"Ein Gaucho als Yojimbo"
Marco Russo kommt aus dem "Süden". Er macht sich für den Mafiosi Manzetti interessant, indem er dessen Schläger verprügelt. Der pervertierte Kulturmensch Manzetti hat mit den Paten Belmondo (nicht "die französische Bulldogge" Jean Paul) einen ungeliebten Nachbarn im Revier. Marco (der aus dem Süden kam) zeigt auch Belmondo seine Qualitäten, z.B. indem er dessen Edelnutte in Belmondos Nachtclub in einem HAU DEN LUKAS Spiel ihres Fummels entledigt. Es gelinkt Marco für beide Parteien zu arbeiten und diese gegeneinander auszuspielen. Die Gangster beginnen einen blutigen Bandenkrieg, in dem der charismatische Manzetti als Sieger das Zepter übernimmt. Marco fliegt auf, wird grausam gefoltert und verstümmelt, kann aber fliehen. Er versteckt sich, gesundet und nimmt gnadenlose Rache für ein Verbrechen aus der Vergangenheit.

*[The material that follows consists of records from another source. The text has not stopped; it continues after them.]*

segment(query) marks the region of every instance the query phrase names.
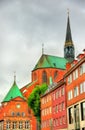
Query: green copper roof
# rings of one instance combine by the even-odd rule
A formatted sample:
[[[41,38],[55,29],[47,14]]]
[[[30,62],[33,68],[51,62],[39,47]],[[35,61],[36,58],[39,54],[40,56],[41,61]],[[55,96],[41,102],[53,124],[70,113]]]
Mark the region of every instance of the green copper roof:
[[[66,69],[67,62],[65,58],[43,54],[33,70],[40,68]]]
[[[11,99],[16,98],[16,97],[24,98],[22,96],[22,93],[20,92],[18,86],[16,85],[16,82],[14,81],[12,87],[10,88],[9,92],[7,93],[7,95],[5,96],[3,102],[10,101]]]
[[[68,20],[67,20],[67,30],[66,30],[65,45],[68,45],[68,42],[70,42],[71,44],[73,43],[72,35],[71,35],[71,28],[70,28],[69,15],[68,15]]]

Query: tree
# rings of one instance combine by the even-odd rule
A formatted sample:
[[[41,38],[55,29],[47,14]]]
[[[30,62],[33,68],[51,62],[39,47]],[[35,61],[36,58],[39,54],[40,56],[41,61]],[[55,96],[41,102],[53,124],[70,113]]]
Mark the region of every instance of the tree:
[[[42,94],[45,93],[45,91],[47,90],[48,86],[47,84],[42,84],[37,85],[34,90],[32,91],[32,93],[30,94],[29,98],[28,98],[28,105],[29,107],[33,110],[34,112],[34,116],[36,116],[37,121],[40,123],[41,122],[41,111],[40,111],[40,96]]]

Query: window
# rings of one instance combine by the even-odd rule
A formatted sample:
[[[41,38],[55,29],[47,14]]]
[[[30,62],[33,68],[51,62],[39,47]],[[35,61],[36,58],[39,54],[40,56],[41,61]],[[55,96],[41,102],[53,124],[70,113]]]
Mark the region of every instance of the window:
[[[10,129],[10,125],[11,125],[11,122],[10,122],[10,121],[7,121],[7,122],[6,122],[6,129]]]
[[[25,116],[25,113],[24,113],[24,112],[22,112],[22,116]]]
[[[54,73],[54,79],[57,77],[57,75],[58,75],[58,71],[55,71],[55,73]]]
[[[83,82],[83,91],[85,92],[85,81]]]
[[[53,120],[53,126],[55,126],[56,125],[56,121],[55,121],[55,119]]]
[[[15,113],[14,112],[12,112],[12,114],[11,114],[12,116],[14,116],[15,115]]]
[[[56,99],[58,98],[58,91],[56,91]]]
[[[47,83],[47,73],[46,73],[46,71],[43,71],[43,73],[42,73],[42,83]]]
[[[79,105],[74,106],[74,117],[75,117],[75,129],[80,130],[80,113]]]
[[[34,73],[34,80],[36,80],[37,79],[37,74],[36,73]]]
[[[75,88],[74,88],[74,97],[78,96],[78,94],[79,94],[79,93],[78,93],[78,87],[75,87]]]
[[[58,119],[56,118],[56,126],[58,126]]]
[[[83,73],[85,73],[85,63],[83,63]]]
[[[80,66],[79,71],[80,71],[80,75],[82,75],[83,74],[83,67],[82,67],[82,65]]]
[[[83,93],[83,84],[80,84],[80,93]]]
[[[14,122],[13,122],[13,129],[16,129],[16,128],[17,128],[16,126],[17,126],[17,122],[14,121]]]
[[[63,124],[66,124],[66,116],[63,116]]]
[[[20,113],[19,113],[19,112],[17,112],[17,116],[20,116]]]
[[[19,121],[19,129],[22,129],[22,128],[23,128],[23,122]]]
[[[61,89],[61,95],[64,95],[64,87]]]
[[[61,89],[59,90],[59,97],[61,97]]]
[[[62,125],[62,117],[60,117],[60,125]]]
[[[69,112],[69,124],[73,124],[73,108],[68,109]]]
[[[81,119],[85,120],[85,102],[81,103]]]
[[[68,84],[70,84],[72,82],[72,75],[70,74],[68,77]]]
[[[68,100],[71,100],[73,98],[72,90],[68,92]]]
[[[30,128],[30,122],[29,121],[25,121],[25,129],[29,129]]]
[[[58,113],[58,105],[56,105],[56,113]]]
[[[64,109],[65,109],[65,103],[62,102],[62,110],[64,110]]]
[[[55,100],[55,92],[53,93],[53,100]]]

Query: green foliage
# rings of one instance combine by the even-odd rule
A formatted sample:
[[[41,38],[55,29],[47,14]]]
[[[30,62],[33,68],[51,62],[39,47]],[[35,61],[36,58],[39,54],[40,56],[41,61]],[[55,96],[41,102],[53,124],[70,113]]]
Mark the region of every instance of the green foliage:
[[[34,115],[37,118],[37,121],[40,122],[40,96],[42,94],[45,93],[45,91],[47,90],[48,86],[47,84],[42,84],[41,86],[37,85],[34,90],[32,91],[32,93],[30,94],[29,98],[28,98],[28,105],[29,107],[33,110]]]

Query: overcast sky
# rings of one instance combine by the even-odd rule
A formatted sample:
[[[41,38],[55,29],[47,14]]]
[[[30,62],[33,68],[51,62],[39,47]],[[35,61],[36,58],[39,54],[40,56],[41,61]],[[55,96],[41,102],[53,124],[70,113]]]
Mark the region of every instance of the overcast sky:
[[[63,56],[67,8],[76,55],[85,48],[85,0],[0,0],[0,101],[13,83],[31,81],[44,53]]]

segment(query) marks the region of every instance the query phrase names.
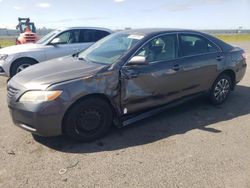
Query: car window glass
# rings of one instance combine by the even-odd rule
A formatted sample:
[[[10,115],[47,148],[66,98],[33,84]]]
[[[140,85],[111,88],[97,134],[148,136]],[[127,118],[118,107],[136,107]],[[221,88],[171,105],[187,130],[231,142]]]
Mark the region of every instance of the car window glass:
[[[59,44],[72,44],[76,43],[76,37],[74,31],[66,31],[58,35],[56,38],[59,38]]]
[[[216,52],[218,48],[209,40],[197,35],[180,35],[181,56]]]
[[[135,56],[143,56],[149,63],[173,60],[177,54],[176,43],[176,35],[157,37],[144,45]]]
[[[94,30],[94,29],[84,29],[80,33],[80,42],[97,42],[103,37],[109,35],[106,31]]]

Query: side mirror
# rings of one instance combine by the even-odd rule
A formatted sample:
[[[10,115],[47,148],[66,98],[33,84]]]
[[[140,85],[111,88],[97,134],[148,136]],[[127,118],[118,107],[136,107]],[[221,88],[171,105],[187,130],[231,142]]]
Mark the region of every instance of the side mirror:
[[[143,56],[134,56],[128,62],[128,65],[148,65],[146,57]]]
[[[54,39],[50,42],[50,44],[52,44],[52,45],[60,44],[60,38],[54,38]]]

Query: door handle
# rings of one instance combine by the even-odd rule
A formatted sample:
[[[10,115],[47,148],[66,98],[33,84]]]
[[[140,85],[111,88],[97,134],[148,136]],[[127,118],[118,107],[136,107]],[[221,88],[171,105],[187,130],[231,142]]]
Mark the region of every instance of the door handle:
[[[79,51],[80,51],[79,48],[74,48],[74,49],[73,49],[73,52],[74,52],[74,53],[78,53]]]
[[[175,70],[175,71],[179,71],[181,69],[181,67],[182,67],[181,65],[176,64],[176,65],[173,66],[172,69]]]
[[[217,60],[217,61],[221,61],[221,60],[223,60],[224,58],[225,58],[224,56],[219,55],[219,56],[216,57],[216,60]]]

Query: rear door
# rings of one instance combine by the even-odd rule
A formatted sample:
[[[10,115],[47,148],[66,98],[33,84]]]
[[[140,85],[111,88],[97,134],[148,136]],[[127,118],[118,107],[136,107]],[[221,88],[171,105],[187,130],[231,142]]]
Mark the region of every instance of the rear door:
[[[199,34],[181,33],[178,38],[183,96],[208,90],[224,62],[220,48]]]
[[[58,38],[58,44],[47,45],[45,49],[46,58],[53,59],[67,55],[73,55],[79,51],[80,30],[68,30],[60,33],[54,38]]]
[[[93,43],[106,37],[110,33],[103,30],[97,29],[81,29],[79,36],[78,51],[83,51]]]

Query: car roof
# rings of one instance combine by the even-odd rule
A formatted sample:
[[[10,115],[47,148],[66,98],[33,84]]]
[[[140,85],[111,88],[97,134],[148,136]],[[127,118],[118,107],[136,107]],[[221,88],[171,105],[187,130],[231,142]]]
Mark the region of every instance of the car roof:
[[[131,29],[121,31],[123,33],[129,34],[141,34],[141,35],[154,35],[154,34],[161,34],[161,33],[172,33],[172,32],[191,32],[191,33],[201,33],[195,30],[189,29],[175,29],[175,28],[144,28],[144,29]]]
[[[110,29],[107,29],[107,28],[103,28],[103,27],[88,27],[88,26],[77,26],[77,27],[60,27],[56,30],[62,30],[62,31],[65,31],[65,30],[71,30],[71,29],[95,29],[95,30],[101,30],[101,31],[107,31],[109,33],[113,33],[112,30]]]

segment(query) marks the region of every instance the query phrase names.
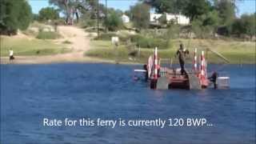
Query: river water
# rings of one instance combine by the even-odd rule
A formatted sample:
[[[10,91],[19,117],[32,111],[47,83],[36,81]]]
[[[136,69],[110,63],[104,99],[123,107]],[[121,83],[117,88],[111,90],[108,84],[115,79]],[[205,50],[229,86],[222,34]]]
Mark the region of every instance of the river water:
[[[255,66],[226,65],[230,88],[152,90],[142,66],[1,65],[0,143],[254,143]],[[210,70],[220,66],[210,65]],[[206,118],[211,126],[44,126],[43,118]]]

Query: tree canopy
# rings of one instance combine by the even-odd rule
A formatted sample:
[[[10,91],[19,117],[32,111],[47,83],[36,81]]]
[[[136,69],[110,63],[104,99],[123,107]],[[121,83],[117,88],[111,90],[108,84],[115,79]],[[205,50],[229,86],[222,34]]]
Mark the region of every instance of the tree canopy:
[[[32,10],[26,0],[0,1],[0,32],[15,34],[18,29],[26,30],[32,20]]]
[[[138,29],[147,28],[150,22],[150,7],[145,3],[137,3],[130,7],[132,21]]]
[[[55,20],[59,18],[58,11],[54,7],[42,8],[39,11],[38,19],[40,21]]]

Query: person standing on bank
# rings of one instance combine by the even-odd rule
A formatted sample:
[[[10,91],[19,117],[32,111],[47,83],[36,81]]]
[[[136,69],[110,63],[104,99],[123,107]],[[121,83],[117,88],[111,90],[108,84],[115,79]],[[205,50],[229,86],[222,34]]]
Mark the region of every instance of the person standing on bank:
[[[10,56],[10,61],[13,61],[14,59],[14,50],[12,49],[10,49],[9,50],[9,56]]]
[[[185,55],[186,54],[189,54],[190,52],[189,50],[185,50],[183,48],[183,44],[181,43],[179,45],[179,49],[177,50],[177,53],[176,53],[176,56],[178,57],[178,62],[179,62],[179,65],[181,66],[181,74],[182,75],[184,74],[185,73],[185,68],[184,68],[184,65],[185,65]]]

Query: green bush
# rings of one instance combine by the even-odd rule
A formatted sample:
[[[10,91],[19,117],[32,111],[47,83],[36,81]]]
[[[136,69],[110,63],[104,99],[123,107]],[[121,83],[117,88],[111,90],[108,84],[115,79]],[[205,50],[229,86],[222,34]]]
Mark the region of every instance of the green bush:
[[[138,34],[130,36],[130,41],[142,48],[158,47],[159,49],[166,49],[169,45],[169,42],[166,40],[157,38],[147,38]]]
[[[39,31],[37,38],[38,39],[56,39],[60,35],[56,32],[52,31]]]

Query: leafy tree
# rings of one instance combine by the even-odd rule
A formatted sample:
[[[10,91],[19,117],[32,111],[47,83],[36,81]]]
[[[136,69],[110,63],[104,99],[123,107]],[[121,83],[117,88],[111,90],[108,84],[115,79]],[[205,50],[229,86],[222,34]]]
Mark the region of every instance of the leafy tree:
[[[144,0],[145,3],[155,8],[158,13],[182,12],[189,0]]]
[[[210,11],[210,3],[206,0],[190,0],[184,8],[184,14],[193,21]]]
[[[39,20],[46,21],[46,20],[55,20],[59,18],[58,11],[53,7],[46,7],[42,8],[39,11]]]
[[[58,6],[65,13],[66,22],[69,23],[71,20],[71,2],[70,0],[49,0],[50,4]]]
[[[137,3],[130,7],[132,20],[135,27],[141,30],[147,28],[150,22],[150,6],[144,3]]]
[[[116,11],[111,11],[104,22],[104,25],[109,30],[116,30],[120,28],[122,25],[122,22],[121,17],[118,15],[118,13]]]
[[[218,12],[220,24],[230,25],[235,18],[235,3],[230,0],[214,0],[214,8]]]
[[[256,14],[243,14],[237,18],[232,24],[232,34],[241,36],[241,34],[250,35],[250,38],[255,35]]]
[[[18,29],[26,30],[31,20],[31,7],[26,0],[0,1],[0,32],[15,34]]]

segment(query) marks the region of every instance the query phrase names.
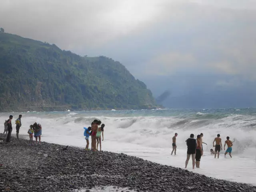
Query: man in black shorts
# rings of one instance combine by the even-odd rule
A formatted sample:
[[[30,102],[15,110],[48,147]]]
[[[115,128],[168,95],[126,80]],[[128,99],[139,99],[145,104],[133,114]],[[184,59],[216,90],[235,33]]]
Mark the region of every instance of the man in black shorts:
[[[213,147],[215,147],[215,152],[216,152],[216,153],[214,155],[214,158],[216,158],[216,155],[218,154],[218,159],[220,156],[220,150],[222,150],[222,144],[221,142],[221,138],[220,137],[220,134],[217,135],[217,137],[215,138],[212,143]],[[214,145],[214,142],[216,142],[215,145]]]
[[[193,169],[195,168],[196,158],[196,148],[197,147],[197,142],[196,140],[194,138],[194,134],[190,134],[190,138],[187,139],[186,142],[187,142],[188,146],[188,151],[187,151],[187,159],[186,160],[185,168],[187,168],[188,161],[190,158],[190,155],[192,156],[192,165]]]

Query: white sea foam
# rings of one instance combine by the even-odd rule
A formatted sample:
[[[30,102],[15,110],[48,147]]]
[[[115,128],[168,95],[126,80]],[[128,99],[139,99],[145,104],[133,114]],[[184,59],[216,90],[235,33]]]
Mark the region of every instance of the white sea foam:
[[[118,112],[120,111],[115,112],[117,114]],[[116,117],[111,117],[102,113],[97,115],[96,112],[85,113],[27,113],[22,116],[22,126],[20,133],[26,134],[29,125],[36,122],[42,125],[42,141],[84,147],[83,128],[90,126],[93,120],[97,118],[106,125],[103,150],[124,152],[183,168],[186,155],[185,140],[191,133],[196,136],[202,132],[203,141],[208,145],[204,145],[205,154],[201,159],[201,168],[193,171],[218,178],[256,185],[255,116],[234,115],[209,119],[152,116],[124,117],[124,115],[121,117],[119,113]],[[0,121],[3,123],[8,116],[7,114],[1,114]],[[3,126],[2,129],[3,132]],[[171,156],[171,138],[176,132],[178,133],[177,155]],[[224,158],[224,151],[221,152],[219,159],[214,159],[210,155],[210,149],[213,148],[213,140],[218,134],[220,134],[222,138],[223,146],[226,136],[229,136],[232,140],[236,138],[232,159]],[[191,161],[189,163],[188,169],[192,171],[191,163]]]

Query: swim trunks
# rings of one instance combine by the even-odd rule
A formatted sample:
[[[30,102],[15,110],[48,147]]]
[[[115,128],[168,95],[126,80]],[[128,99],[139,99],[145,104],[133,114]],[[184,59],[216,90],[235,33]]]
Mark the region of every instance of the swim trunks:
[[[197,161],[200,161],[201,160],[201,151],[200,149],[196,150],[196,160]]]
[[[97,133],[96,134],[96,137],[98,138],[101,135],[101,130],[99,131],[98,130],[97,132]]]
[[[228,147],[227,149],[227,150],[226,151],[227,153],[231,153],[232,152],[232,147]]]
[[[19,133],[20,132],[20,125],[16,125],[16,132]]]
[[[95,136],[96,135],[96,131],[92,131],[92,136]]]
[[[217,151],[219,152],[220,151],[220,145],[215,145],[215,152],[217,152]]]

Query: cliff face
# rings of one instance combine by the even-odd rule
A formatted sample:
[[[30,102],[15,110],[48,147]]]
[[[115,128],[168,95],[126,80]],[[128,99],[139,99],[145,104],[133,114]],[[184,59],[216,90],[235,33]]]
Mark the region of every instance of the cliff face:
[[[151,91],[118,62],[0,33],[0,110],[147,109]]]

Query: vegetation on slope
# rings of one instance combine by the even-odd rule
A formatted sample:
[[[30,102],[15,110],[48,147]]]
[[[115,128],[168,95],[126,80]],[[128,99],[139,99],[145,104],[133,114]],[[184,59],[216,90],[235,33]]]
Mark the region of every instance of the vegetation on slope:
[[[146,85],[119,62],[102,56],[81,57],[54,44],[2,32],[0,78],[1,111],[156,105]]]

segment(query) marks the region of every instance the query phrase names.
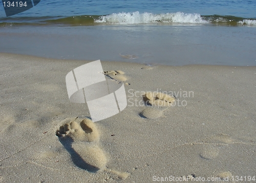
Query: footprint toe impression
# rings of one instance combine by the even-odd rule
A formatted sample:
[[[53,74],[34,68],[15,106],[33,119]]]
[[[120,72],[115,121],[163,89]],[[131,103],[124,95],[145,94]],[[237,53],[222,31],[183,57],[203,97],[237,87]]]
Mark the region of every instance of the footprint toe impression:
[[[66,123],[57,130],[56,135],[78,167],[96,172],[105,166],[107,159],[98,144],[99,133],[90,119]]]

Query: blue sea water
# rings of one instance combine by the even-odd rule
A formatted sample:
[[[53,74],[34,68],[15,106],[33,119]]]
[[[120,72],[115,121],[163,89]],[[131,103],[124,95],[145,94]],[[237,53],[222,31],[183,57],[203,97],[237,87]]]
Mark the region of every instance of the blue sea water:
[[[6,17],[0,52],[170,65],[256,65],[256,1],[41,0]]]

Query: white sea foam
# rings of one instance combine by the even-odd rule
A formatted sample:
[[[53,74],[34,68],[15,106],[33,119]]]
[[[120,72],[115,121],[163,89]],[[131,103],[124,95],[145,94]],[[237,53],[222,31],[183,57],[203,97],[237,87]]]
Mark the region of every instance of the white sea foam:
[[[137,11],[132,13],[113,13],[111,15],[102,16],[99,19],[95,20],[99,23],[112,24],[132,24],[140,23],[152,23],[158,22],[179,23],[208,23],[199,14],[177,12],[155,14],[150,13],[140,13]]]
[[[248,25],[256,25],[256,20],[250,20],[248,19],[245,19],[243,21],[239,21],[239,23],[243,24],[247,24]]]

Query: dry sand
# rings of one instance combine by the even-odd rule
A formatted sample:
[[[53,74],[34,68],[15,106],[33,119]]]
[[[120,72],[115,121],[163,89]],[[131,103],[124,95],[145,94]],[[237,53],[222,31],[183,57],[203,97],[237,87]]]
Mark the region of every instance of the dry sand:
[[[65,83],[88,62],[0,54],[0,182],[256,179],[255,67],[102,62],[125,84],[128,106],[93,123]],[[146,106],[139,95],[154,91]]]

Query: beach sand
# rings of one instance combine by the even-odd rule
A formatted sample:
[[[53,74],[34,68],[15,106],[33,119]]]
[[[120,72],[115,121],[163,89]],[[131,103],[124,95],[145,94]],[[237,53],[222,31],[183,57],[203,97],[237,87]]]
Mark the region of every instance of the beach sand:
[[[0,182],[256,179],[256,67],[102,62],[127,106],[93,123],[65,81],[89,62],[0,54]]]

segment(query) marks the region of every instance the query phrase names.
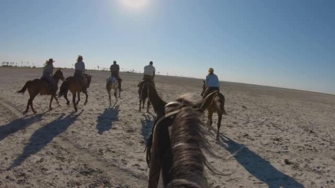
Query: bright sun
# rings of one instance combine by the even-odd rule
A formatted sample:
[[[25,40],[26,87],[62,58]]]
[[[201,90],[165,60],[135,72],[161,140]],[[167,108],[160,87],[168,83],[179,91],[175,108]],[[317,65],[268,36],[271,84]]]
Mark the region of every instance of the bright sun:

Na dämmerts? Genau, der hier von mir bequatschte "The Last Round" ist ein lupenreines "Für Eine Handvoll Dollar" Remake im Italo Gangster Movie Format. Also nicht mehr oder weniger, als der zweite Nachfolger von Kurosawas "Yojimbo". Der ehemalige Spaghetti Western Kameramann und Vielfilmer Stelvio Massi (hier ist der Nachnahme wirklich Programm!), hat mit diesem Film sein vielleicht bestes Werk abgekurbelt. Neben den üblichen Verdächtigen im Genre, Luc Merenda hier mal ungewohnt als Oberdrecksau, Mario Brega oder Claudio Ruffini, gibt es einen ziemlich interessanten jungen Mann zu bewundern. Der argentinische Mittelgewichts Weltklasse Boxer Carlos Monzon ist gemeint. Monzon war in den 60ern und 70ern ein höchst gefürchteter, äußerst anerkannter Puncher und KO Schläger, mit einer beeindruckenden Kampfstatistik. 1970 wurde der Mann Weltmeister und verlor seinen Titel bis zu seinem persönlichen Rücktritt nicht mehr. 1976 versuchte sich Monzon dann im Filmgeschäft. Der große Erfolg blieb ihm vergönnt, nach zwei Filmen war auch schon wieder Schluß mit der Krimikarriere (seinen auf diesen Film hier folgenden "El Macho" kenne ich leider noch nicht). Krieger und nichts anderes sind Einzelsportler, fällt es oft äußerst schwer sich im REAL LIFE zurecht zu finden. So war das auch bei Monzon. Sein Privatleben endete leider wie bei vielen Darstellern des italienischen Films (Frank Wolff, Marc Porel oder Romano Puppo, um nur einige verdiente Helden zu erwähnen) traurig, tragisch und viel zu jung. Monzon tötete im Affekt seine damalige Lebensgefährtin und wanderte daraufhin Jahre lang ein. Kaum in den Hafturlaub entlassen, fuhr er sein Automobil gegen einen Baum und starb.
"The Last Round" ist für Massi Verhältnisse stimmig inszeniert, wird von einem Klasse Sondtrack (zubereitet von Fernando Di Leos Hauskomponisten Luis Enriquez Bacalov) aufgewertet und unterhält den Italo Fan damit bestens. Mehr konnte doch überhaupt nicht erwartet werden, oder?
Hier noch der schöne trockene Schlußdialog. Wohin gehst Du jetzt? Ich gehe wieder nach Süden!